The smile vanished from Scrooge's face. "That was business," he declared. "How can you expect me to sell more gas and oil with alternatives like electric trolleys? I was just making sure that no matter how people got to work, they would be using my gas and oil. The streetcars were doomed anyway; I just helped the process along. And GM took the heat, not me. 'What's good for General Motors is good for the USA', you know."
A loud clattering noise came up from behind. The motorcar paused for an opening in traffic, then roared past them, leaving an oily cloud in its wake.
"Now there's a real car," Scrooge coughed. "A Duesenberg, if I'm not mistaken. Three tons if it's a pound, and six miles to the gallon. A real man's machine. Ah, if we only had its likes today!"
"And its pollution, too?" the spirit asked.
"Back then we were replacing horses. Their 'emissions' had to be worse. All natural, too! Which would you prefer? Although," he mused, "I recall Henry Ford testing an engine in his wife's kitchen. Smoked 'em right out of the house in nothing flat! Maybe a horse would have been cleaner."
They pulled up to an elegant estate. "Well bless my soul, it's my old club", exclaimed Scrooge. "Everyone who was anyone was a member. Look, that's Henry Ford just getting out of his wife's car. Hmm; now that I think about it, she refused to drive anything but electrics."
The spirit smiled knowingly and said, "Perhaps she remembered the consequences of a gasoline engine in her kitchen."
Ford walked over to where a group of men were gathered around a car. Hatches were open front and rear, and an older man was excitedly explaining something to the crowd of onlookers. "I remember that day! That's Tom Edison. He drove his Baker electric to the club to show off his new battery," said Scrooge. "He'd been working to perfect it for years. It looked like he'd finally succeeded, too. He was giving people rides when it died unexpectedly. Ford had to tow him home. Edison was so humiliated that he gave the whole thing up. He never did figure out what went wrong."
The group moved away from the car to examine some sample batteries around the corner. A young man loitered behind, near the car. He looked about furtively, then unscrewed the vent caps and unzipped his pants. A trickling sound was heard.
"Why, that's me!" said Scrooge, blushing slightly. "Sorry, spirit. I guess I was a bit of a scalawag in those days. A youthful prank, you know."
"Indeed," said the spirit icily. "And were they 'youthful pranks' to sabotage or buy up every alternative technology, to keep them in the laboratory and off the market? Why do the oil companies own all the solar cell companies, Scrooge?"
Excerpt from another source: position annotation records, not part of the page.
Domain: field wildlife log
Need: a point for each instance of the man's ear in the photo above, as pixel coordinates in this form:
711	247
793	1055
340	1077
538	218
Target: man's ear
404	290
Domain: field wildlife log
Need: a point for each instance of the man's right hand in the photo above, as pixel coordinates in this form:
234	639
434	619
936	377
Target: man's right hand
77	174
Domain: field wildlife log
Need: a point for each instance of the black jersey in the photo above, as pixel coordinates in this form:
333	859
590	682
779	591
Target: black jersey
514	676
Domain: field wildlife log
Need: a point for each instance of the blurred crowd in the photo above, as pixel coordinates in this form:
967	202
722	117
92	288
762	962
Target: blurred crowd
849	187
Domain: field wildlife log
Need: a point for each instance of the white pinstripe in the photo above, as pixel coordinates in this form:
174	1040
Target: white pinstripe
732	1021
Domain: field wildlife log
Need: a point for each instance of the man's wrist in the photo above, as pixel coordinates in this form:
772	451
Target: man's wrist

"Oh, that. Uh, well, there were stockholder interests to protect, you see, and..." His voice trailed off unconvincingly.
They traveled on, witnessing the growth of the gasoline automobile and the decline of electrics. Somehow, it was not quite as honorable as he remembered. He saw himself conspiring with wealthy auto tycoons, lobbying government officials for special tax breaks, bribing ruthless dictators to insure cheap oil supplies; his ever-growing wealth always used to further his own power and crush any opposition.
At last, they returned to the hallway outside his bedroom door. "Farewell Exonezer," the ghost said. "I hope you have learned from our journey."
"Well," began Scrooge, "I'll admit that I was perhaps a bit underhanded at times, and something of a bully in getting my way. But electrics never had a chance anyway. They'll never be a car for anyone but timid old women."
"We shall see," said the spirit. With that, she silently drove off, the car fading into insubstantial mist until it disappeared completely.
Scrooge felt drained; tired to the bone. He threw himself into bed, and fell immediately into a deep sleep.